Il n'y avait nulle trace de lutte, de sang, ou d'un quelconque combat. En revanche, leurs affaires avaient disparu. Toutes, car Yuki, sans aucun remord, se mit à fouiller les placards, à la recherche d'une preuve de leur départ.
Le vide lui donna la réponse. Seules les affaires qu'elle avait laissées à disposition étaient encore là, tout le reste avait disparu.
Sonnée, elle descendit vers le comptoir d'accueil, se demandant si elle n'était pas encore en train de dormir, quand elle le vit.
L'argent.
Là, sur le comptoir.
Avec un parchemin roulé.
Roulé, mais pas scellé.
Avec circonspection, elle s'avança jusqu'au comptoir et prit l'argent, qu'elle compta. Tout y était, il ne manquait rien. C'était la somme du séjour des déserteurs. Elle regarda à nouveau le comptoir et ne trouva pas l'argent que lui devaient les ninjas de la veille.
Elle rangea l'argent qu'elle avait en main dans le coffret prévu à cet effet, qu'elle scella d'un sceau de protection, puis rangea ledit coffret dans son tiroir à double-fond.
Elle n'était peut-être plus une ninja, mais elle avait toujours des connaissances, après tout.
Relevant les yeux, son regard tomba sur le parchemin. Elle le prit avec méfiance, le souvenir de l'examen dans la Forêt de la Mort en tête. Passant le pouce sur la tranche, elle s'humecta les lèvres.
Et attendit.
Et attendit encore.
Seulement, comme rien ne se passait, elle se demanda si c'était vraiment une bonne idée.
Si elle ouvrait ce parchemin, que découvrirait-elle ? Des explosifs qui lui péteraient à la figure, la tuant sur le coup ? Des menaces de mort ? Bon, peut-être pas, elle n'avait pas d'ennemi, après tout. Un sceau de détection qui se poserait sur elle ? Une lettre ? Un parchemin de téléportation ? Ou peut-être que ce parchemin contenait un objet, voire une personne, peut-être même un corps... C'était la guerre, non ?
« Oh et puis zut ! Je n'ai rien à craindre, non ? Je n'ai pas d'ennemi, je vis en paix, je ne dérange personne, et je respecte les lois. »
Forte de ces arguments, formulés à voix haute pour se rassurer, Yuki hocha la tête pour elle-même et déroula le parchemin.
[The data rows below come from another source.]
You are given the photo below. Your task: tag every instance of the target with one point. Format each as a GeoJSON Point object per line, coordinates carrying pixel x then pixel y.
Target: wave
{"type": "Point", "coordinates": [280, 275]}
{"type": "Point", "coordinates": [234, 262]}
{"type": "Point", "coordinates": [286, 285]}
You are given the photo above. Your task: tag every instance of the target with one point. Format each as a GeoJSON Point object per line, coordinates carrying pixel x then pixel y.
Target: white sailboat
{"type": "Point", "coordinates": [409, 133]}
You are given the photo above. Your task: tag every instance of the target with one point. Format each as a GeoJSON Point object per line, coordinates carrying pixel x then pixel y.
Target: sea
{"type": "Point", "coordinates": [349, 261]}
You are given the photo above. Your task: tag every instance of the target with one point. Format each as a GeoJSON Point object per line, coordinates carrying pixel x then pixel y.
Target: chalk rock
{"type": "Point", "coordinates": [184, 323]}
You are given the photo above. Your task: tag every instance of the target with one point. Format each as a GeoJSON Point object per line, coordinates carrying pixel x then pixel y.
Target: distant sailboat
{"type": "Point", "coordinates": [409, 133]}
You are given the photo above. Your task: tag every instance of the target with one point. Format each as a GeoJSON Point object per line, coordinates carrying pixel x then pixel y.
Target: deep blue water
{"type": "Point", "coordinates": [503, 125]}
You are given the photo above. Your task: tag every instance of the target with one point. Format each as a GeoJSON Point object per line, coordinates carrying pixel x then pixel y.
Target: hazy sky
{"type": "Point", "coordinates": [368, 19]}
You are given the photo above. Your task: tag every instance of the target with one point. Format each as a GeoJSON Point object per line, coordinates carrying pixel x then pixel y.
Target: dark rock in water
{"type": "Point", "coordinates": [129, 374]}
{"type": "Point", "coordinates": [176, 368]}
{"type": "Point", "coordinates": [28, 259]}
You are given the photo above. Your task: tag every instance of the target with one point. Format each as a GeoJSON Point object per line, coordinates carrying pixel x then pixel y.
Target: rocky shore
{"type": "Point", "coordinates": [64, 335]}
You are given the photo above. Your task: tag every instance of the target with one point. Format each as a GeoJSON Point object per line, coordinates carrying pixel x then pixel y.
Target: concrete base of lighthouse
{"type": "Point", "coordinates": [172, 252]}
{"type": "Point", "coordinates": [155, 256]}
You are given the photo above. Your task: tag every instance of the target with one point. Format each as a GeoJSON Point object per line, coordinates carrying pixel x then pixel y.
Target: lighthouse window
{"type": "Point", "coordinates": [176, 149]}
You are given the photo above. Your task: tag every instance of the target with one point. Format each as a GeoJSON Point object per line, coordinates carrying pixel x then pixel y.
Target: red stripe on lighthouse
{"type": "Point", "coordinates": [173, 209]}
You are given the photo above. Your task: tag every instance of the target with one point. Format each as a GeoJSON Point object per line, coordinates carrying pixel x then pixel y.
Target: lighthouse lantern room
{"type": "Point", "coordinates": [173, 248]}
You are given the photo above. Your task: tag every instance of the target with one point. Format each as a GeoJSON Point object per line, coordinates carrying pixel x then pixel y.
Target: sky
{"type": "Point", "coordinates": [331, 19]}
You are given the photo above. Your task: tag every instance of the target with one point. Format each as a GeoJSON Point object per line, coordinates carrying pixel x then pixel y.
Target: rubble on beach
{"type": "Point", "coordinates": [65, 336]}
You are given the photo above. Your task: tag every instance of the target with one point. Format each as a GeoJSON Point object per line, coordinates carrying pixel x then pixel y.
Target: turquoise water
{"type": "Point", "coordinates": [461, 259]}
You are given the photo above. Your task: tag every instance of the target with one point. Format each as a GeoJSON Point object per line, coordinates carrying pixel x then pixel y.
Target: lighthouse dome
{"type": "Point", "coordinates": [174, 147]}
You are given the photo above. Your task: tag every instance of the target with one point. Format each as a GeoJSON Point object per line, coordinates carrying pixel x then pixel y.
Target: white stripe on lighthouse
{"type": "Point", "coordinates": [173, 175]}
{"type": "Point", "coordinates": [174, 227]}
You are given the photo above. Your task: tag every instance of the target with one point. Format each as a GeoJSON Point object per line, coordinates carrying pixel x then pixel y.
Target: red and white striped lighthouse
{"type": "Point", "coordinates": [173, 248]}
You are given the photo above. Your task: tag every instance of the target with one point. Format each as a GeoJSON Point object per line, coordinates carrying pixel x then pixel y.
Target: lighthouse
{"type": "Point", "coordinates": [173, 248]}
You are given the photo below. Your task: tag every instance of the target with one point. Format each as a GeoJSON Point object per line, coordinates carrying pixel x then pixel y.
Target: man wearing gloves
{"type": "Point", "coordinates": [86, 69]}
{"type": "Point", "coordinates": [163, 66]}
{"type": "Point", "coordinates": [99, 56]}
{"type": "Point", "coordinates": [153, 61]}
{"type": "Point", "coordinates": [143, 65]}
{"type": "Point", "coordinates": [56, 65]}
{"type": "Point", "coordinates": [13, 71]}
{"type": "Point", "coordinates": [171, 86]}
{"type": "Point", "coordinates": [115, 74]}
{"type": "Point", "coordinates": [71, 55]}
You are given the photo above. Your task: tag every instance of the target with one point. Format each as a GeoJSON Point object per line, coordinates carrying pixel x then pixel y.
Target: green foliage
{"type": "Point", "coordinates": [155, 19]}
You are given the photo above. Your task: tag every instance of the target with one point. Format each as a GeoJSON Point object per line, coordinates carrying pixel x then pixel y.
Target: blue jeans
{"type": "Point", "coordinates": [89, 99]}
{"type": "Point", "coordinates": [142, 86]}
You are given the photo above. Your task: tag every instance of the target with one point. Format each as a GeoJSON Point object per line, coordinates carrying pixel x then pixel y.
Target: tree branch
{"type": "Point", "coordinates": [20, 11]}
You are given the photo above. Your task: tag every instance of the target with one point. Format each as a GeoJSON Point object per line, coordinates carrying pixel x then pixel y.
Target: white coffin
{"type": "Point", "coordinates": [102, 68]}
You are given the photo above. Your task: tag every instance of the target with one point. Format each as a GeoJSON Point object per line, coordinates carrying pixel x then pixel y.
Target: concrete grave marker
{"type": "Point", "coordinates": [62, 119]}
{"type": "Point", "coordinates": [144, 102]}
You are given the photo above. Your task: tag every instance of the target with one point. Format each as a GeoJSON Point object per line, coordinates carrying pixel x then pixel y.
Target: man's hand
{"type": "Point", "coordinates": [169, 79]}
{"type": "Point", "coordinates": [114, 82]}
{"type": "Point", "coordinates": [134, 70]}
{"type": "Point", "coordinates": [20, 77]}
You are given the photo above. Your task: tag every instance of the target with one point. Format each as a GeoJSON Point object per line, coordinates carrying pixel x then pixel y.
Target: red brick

Lorsqu'elle reprit connaissance, Yuki était quelque peu endolorie. Elle s'aperçut rapidement qu'elle était allongée sur un lit double, dans une chambre dénuée de toute décoration. En face du lit se trouvait une petite table de bois simple, avec une chaise faite du même matériau. Une torche était accrochée au mur juste au-dessus de la table. À gauche, un mur de pierre. Et à droite, une porte de bois.
Elle vit ses getas au sol, juste devant le lit. À part ça, elle n'avait été ni déshabillée, ni changée. Elle était toujours en yukata de coton blanc. Ses cheveux étaient encore plus en désordre, mais ça, ce n'était pas vraiment étonnant.
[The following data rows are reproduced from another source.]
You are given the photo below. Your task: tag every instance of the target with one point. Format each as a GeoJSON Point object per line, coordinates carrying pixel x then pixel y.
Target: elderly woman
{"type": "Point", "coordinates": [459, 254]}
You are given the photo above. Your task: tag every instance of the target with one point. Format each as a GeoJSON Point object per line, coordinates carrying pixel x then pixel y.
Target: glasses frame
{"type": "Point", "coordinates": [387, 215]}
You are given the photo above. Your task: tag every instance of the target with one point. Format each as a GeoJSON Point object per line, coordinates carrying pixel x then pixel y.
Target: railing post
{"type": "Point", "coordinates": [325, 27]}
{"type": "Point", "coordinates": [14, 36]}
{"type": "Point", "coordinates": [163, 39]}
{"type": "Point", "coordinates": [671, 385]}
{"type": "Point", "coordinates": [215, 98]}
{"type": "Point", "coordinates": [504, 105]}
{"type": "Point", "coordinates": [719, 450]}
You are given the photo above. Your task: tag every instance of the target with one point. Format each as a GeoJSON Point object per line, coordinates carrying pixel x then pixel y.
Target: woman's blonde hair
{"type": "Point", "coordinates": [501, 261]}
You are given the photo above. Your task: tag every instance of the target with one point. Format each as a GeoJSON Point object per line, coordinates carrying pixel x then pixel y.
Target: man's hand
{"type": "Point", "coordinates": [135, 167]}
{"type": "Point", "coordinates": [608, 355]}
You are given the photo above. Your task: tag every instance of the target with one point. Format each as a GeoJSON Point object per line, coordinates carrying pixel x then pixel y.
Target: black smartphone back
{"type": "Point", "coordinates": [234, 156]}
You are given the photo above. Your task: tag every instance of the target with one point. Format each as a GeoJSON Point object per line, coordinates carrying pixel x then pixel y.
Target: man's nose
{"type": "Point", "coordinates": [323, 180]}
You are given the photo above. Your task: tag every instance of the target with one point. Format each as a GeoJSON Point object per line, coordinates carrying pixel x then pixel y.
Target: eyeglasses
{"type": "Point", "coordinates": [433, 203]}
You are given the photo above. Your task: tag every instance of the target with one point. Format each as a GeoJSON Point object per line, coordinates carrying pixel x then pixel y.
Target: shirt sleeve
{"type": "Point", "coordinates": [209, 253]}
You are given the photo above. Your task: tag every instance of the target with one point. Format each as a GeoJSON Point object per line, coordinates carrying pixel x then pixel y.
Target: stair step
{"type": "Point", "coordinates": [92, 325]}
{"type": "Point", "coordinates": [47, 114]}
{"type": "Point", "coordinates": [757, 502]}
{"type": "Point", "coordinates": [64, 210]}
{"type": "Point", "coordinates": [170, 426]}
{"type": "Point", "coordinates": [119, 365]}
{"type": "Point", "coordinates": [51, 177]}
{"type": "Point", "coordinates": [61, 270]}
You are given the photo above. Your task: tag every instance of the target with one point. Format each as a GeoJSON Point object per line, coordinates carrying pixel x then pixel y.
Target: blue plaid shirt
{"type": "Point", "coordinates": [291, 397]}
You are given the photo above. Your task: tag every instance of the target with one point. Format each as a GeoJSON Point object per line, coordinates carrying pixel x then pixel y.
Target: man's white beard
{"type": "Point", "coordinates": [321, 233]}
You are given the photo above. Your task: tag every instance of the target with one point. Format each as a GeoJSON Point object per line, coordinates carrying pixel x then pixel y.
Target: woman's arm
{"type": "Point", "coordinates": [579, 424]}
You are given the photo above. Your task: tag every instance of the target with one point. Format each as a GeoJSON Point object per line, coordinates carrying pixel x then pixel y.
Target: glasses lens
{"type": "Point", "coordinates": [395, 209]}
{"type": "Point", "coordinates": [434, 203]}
Il faisait étrangement frais, ce qui était appréciable, après des jours de canicule. Et il ne faisait pas froid non plus, ce qui était tout aussi bien.
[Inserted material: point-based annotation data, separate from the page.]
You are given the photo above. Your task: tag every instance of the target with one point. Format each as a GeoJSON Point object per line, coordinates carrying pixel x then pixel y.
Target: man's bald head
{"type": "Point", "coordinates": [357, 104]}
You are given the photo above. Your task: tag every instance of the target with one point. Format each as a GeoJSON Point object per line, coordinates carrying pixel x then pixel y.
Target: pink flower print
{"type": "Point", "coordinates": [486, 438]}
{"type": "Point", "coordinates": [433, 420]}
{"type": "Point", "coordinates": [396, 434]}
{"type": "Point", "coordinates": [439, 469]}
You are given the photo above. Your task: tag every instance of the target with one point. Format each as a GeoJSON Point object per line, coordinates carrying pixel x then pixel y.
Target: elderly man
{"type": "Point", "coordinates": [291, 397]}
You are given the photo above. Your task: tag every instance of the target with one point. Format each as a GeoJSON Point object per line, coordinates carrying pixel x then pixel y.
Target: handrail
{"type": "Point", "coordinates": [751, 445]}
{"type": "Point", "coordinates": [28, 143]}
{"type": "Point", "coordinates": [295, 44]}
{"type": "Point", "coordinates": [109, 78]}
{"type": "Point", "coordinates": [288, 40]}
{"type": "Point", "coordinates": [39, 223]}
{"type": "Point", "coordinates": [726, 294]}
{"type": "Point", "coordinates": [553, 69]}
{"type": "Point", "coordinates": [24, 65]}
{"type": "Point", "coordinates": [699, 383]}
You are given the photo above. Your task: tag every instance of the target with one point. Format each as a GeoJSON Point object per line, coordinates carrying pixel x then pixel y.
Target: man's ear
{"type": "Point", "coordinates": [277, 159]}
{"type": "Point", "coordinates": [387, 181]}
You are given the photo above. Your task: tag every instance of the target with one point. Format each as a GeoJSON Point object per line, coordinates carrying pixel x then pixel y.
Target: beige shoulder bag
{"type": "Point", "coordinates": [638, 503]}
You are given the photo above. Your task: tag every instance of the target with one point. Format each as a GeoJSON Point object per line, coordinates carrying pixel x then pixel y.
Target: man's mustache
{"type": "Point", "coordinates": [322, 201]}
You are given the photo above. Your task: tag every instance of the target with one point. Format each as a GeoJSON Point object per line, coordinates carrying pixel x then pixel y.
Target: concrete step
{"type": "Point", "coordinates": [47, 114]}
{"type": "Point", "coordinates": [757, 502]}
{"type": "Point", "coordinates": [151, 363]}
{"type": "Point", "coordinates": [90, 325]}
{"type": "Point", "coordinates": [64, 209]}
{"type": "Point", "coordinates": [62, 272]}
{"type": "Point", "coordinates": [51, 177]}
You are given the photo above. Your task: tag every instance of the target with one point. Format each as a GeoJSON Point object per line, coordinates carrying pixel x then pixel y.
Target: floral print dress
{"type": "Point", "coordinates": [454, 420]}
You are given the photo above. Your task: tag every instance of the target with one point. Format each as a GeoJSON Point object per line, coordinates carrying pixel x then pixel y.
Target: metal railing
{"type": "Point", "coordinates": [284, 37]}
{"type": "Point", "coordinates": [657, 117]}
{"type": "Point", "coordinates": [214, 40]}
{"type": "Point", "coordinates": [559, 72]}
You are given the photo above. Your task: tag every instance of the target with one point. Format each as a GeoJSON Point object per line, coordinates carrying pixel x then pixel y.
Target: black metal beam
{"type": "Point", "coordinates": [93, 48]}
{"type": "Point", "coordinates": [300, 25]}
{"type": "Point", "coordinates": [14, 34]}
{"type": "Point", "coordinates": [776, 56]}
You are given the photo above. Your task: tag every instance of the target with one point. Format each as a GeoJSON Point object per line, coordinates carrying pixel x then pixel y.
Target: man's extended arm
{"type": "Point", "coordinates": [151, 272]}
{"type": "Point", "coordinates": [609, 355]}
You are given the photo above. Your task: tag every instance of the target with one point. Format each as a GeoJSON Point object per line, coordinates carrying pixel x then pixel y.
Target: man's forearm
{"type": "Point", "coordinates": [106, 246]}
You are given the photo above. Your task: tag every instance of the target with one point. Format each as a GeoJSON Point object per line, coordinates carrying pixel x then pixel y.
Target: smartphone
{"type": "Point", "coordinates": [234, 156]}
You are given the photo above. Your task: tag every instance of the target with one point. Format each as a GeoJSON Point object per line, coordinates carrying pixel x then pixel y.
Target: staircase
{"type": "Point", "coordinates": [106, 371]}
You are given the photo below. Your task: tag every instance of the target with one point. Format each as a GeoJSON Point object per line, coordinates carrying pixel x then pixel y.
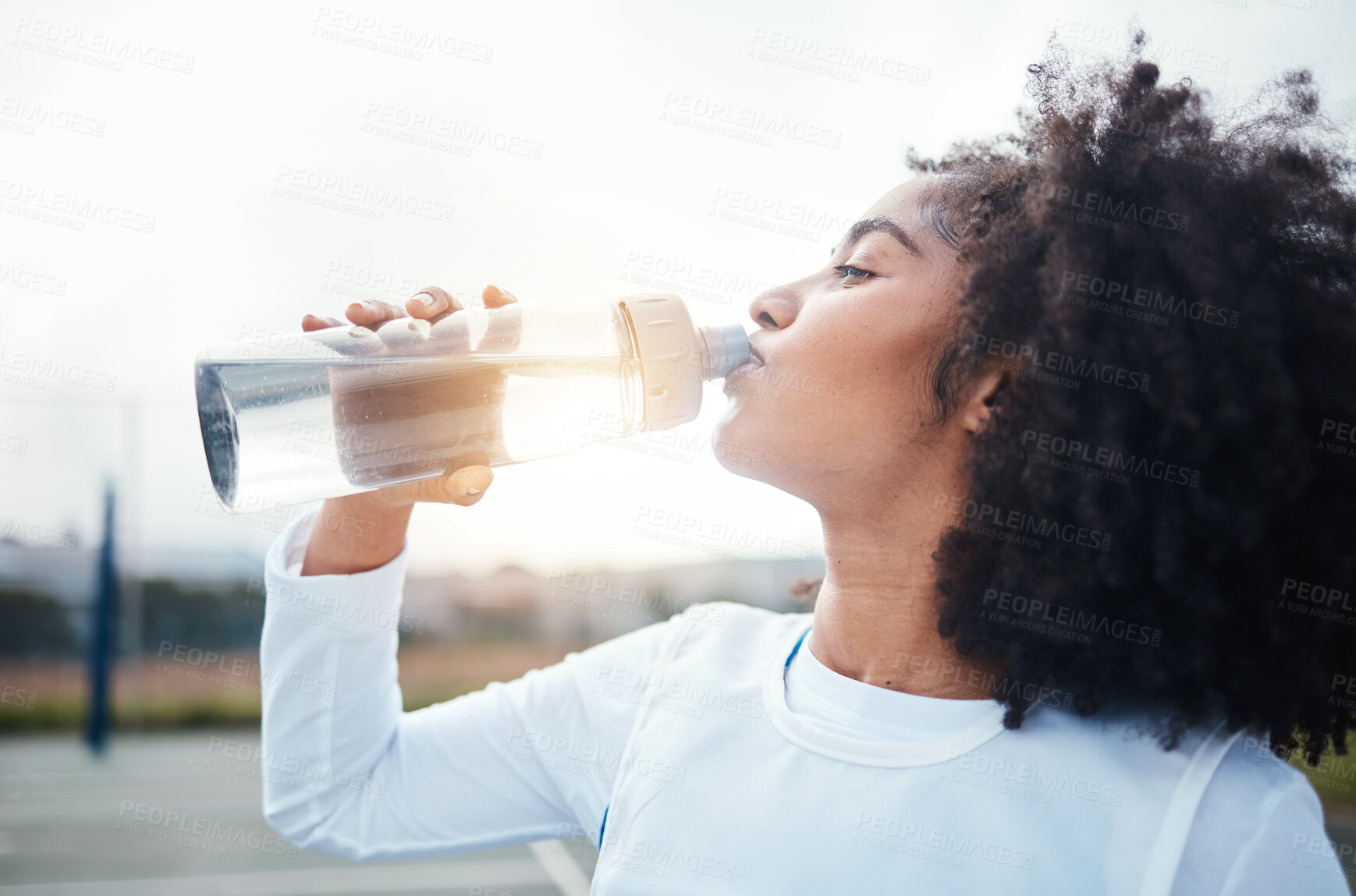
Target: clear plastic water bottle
{"type": "Point", "coordinates": [301, 416]}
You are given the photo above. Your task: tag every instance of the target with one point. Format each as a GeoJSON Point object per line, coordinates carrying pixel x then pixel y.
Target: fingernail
{"type": "Point", "coordinates": [433, 304]}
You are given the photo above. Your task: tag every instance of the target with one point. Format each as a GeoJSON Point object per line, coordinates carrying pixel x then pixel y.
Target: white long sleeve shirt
{"type": "Point", "coordinates": [715, 754]}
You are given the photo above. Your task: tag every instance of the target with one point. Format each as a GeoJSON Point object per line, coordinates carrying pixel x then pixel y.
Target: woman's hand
{"type": "Point", "coordinates": [362, 532]}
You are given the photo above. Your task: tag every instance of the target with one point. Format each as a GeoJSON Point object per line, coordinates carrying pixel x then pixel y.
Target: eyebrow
{"type": "Point", "coordinates": [871, 225]}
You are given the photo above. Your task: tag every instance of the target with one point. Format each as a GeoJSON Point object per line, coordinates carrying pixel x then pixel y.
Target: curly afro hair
{"type": "Point", "coordinates": [1159, 512]}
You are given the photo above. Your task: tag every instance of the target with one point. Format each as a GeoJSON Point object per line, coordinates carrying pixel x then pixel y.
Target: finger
{"type": "Point", "coordinates": [372, 310]}
{"type": "Point", "coordinates": [430, 303]}
{"type": "Point", "coordinates": [312, 321]}
{"type": "Point", "coordinates": [466, 487]}
{"type": "Point", "coordinates": [494, 297]}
Yuki attendit un peu avant de se lever, restant assise après avoir enfilé ses chaussures, car elle avait la tête qui tournait un peu, et elle ne voulait pas se casser la figure à cause d'un simple étourdissement.
Elle se leva au bout de quelques courtes minutes, une fois qu'elle fut sûre d'avoir émergé de son état de semi-sommeil. Elle se dirigea sans hésiter vers la porte, attrapa la poignée pour la tourner et ne rencontra aucune résistance.
Elle n'était donc pas prisonnière. C'était quand même rassurant.
En sortant, elle vit la même chose de chaque côté. Un long couloir semblant interminable, flanqué d'un nombre incalculable de portes identiques à celle qu'elle tenait. Elle se sentit défaillir. Mais où était-elle donc tombée ? Quel était ce lieu ? Heureusement qu'il y avait des torches accrochées aux murs, sinon, on n'y verrait rien. Il n'y avait aucune fenêtre, ce qui lui fit immédiatement penser à un sous-sol.
Bon, que ce soit à droite ou à gauche, le couloir était totalement identique. Comment savoir quelle était la direction à prendre ? Et puis, pour aller où ? Pour trouver quoi ? Et qui ?
Soupirant, la demoiselle se décida, plutôt que de foncer tête baissée, à appeler. Elle n'était pas prisonnière, n'est-ce pas ? Par conséquent, il n'y avait aucun risque à demander de l'aide.
Il se passa plusieurs minutes après son appel, du moins, ce qui lui sembla d'interminables minutes, sa perception du temps quelque peu altérée, avant qu'un bruit de pas se fasse entendre. Sauf que comme les murs étaient en pierre, les sons résonnaient, elle ne put donc pas définir d'où venaient les pas en question.
Elle sursauta en sentant une main se poser sur son épaule gauche, alors qu'elle regardait à droite à ce moment-là. Se retournant vivement, portant une main à son cœur, elle poussa un soupir de soulagement en reconnaissant l'homme qui lui faisait face.
« Vous m'avez fait peur !
– Hn. Navré, répondit le concerné sur un ton tout sauf désolé.
– Où est-ce qu'on est ?
– À la base principale de notre organisation. Nous sommes à Ame no Kuni.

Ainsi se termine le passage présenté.